Le monde a basculé. J'ai su qui elle était alors. Jenna. Jenna Wagner. La petite amie obsessionnelle de la fac qu'Adrien avait mentionnée une fois, celle qui n'arrivait pas à tourner la page, celle qu'il avait décrite comme « instable ». Il avait rompu avec elle des années auparavant.
« Je suis Chloé », ai-je tenté, me traînant à genoux, ma voix se brisant. « Je suis sa fiancée. »
Elle a ri, un son rauque et grinçant. « Tu n'es rien. » Elle m'a donné un autre coup de pied, cette fois dans les côtes, me coupant le souffle. Je me suis recroquevillée en boule, haletante.
« Tu n'es qu'une pauvre petite salope avec qui il couche en attendant de revenir vers moi », a-t-elle craché.

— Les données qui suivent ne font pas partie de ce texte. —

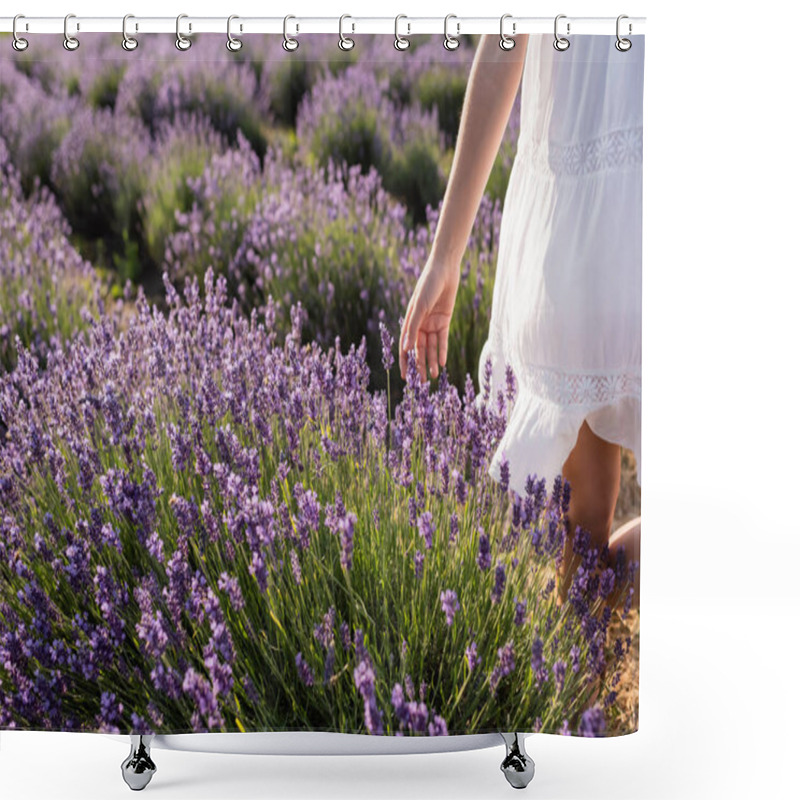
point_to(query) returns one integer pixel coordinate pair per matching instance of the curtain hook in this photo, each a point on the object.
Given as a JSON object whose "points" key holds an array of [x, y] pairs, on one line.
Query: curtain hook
{"points": [[561, 43], [507, 42], [70, 42], [234, 45], [451, 42], [344, 42], [128, 42], [289, 44], [623, 45], [181, 41], [400, 42], [18, 43]]}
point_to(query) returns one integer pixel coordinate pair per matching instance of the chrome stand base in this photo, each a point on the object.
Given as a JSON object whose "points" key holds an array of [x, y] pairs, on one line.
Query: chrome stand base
{"points": [[138, 768], [517, 766]]}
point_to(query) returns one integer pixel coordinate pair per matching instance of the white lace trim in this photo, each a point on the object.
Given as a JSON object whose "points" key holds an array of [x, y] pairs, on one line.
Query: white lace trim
{"points": [[614, 149], [579, 388]]}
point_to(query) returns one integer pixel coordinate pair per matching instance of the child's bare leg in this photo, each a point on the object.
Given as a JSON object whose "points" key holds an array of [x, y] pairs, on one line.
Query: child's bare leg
{"points": [[593, 470]]}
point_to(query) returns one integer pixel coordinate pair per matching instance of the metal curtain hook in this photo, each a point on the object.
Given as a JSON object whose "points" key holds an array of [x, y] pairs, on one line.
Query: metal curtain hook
{"points": [[506, 42], [451, 42], [400, 42], [344, 42], [18, 43], [181, 41], [70, 42], [233, 44], [289, 44], [128, 42], [561, 43], [623, 45]]}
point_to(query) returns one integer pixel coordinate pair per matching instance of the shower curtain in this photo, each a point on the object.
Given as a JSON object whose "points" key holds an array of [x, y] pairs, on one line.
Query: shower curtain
{"points": [[221, 506]]}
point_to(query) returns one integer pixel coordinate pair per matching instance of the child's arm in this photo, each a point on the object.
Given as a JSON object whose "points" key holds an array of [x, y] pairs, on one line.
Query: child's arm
{"points": [[492, 86]]}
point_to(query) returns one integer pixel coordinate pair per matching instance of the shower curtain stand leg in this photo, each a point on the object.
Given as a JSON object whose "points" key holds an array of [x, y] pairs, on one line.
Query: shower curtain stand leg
{"points": [[138, 768], [517, 766]]}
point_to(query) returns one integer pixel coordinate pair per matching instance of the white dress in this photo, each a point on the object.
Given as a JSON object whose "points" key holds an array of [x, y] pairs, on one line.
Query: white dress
{"points": [[567, 304]]}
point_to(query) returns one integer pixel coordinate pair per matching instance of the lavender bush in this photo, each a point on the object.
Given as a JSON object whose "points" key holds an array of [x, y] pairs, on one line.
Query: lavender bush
{"points": [[349, 117], [203, 528], [32, 122], [46, 289], [182, 149], [97, 174], [225, 90]]}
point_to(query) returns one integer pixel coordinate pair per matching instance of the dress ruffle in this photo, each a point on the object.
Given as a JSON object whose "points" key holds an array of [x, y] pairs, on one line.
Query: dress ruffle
{"points": [[540, 432]]}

Ses yeux sont tombés sur Léo, qui était maintenant terrifiant d'immobilité. « Et c'est quoi, ça ? Tu lui as pondu un bâtard aussi ? Il lui ressemble un peu au niveau des yeux. »
Mon sang s'est glacé. Il ressemblait à Adrien. Tout le monde le disait. Les mêmes cheveux sombres, la même mâchoire forte. Mais c'était mon frère. Mon sang.
« C'est mon frère », ai-je sangloté, les mots étouffés contre l'herbe. « S'il te plaît, Jenna, tu es ambulancière. Tu as prêté serment. »
« Un serment ? » a-t-elle ricané. « Je ne vais pas gaspiller une seule goutte de médicament pour son bâtard. Laisse crever ce petit parasite. »
Elle s'est retournée et a fait signe à son partenaire. « Il est en arrêt cardiaque. Heure du décès, 14h14. On remballe. »
L'horreur, pure et absolue, m'a noué la gorge. Elle l'abandonnait. Elle allait juste le laisser mourir.
J'ai cherché mon téléphone à tâtons, mes mains moites de sueur. Je devais appeler Adrien. Il devait arrêter ça. L'écran était fissuré à cause de la chute. Il ne s'allumait pas. Mort.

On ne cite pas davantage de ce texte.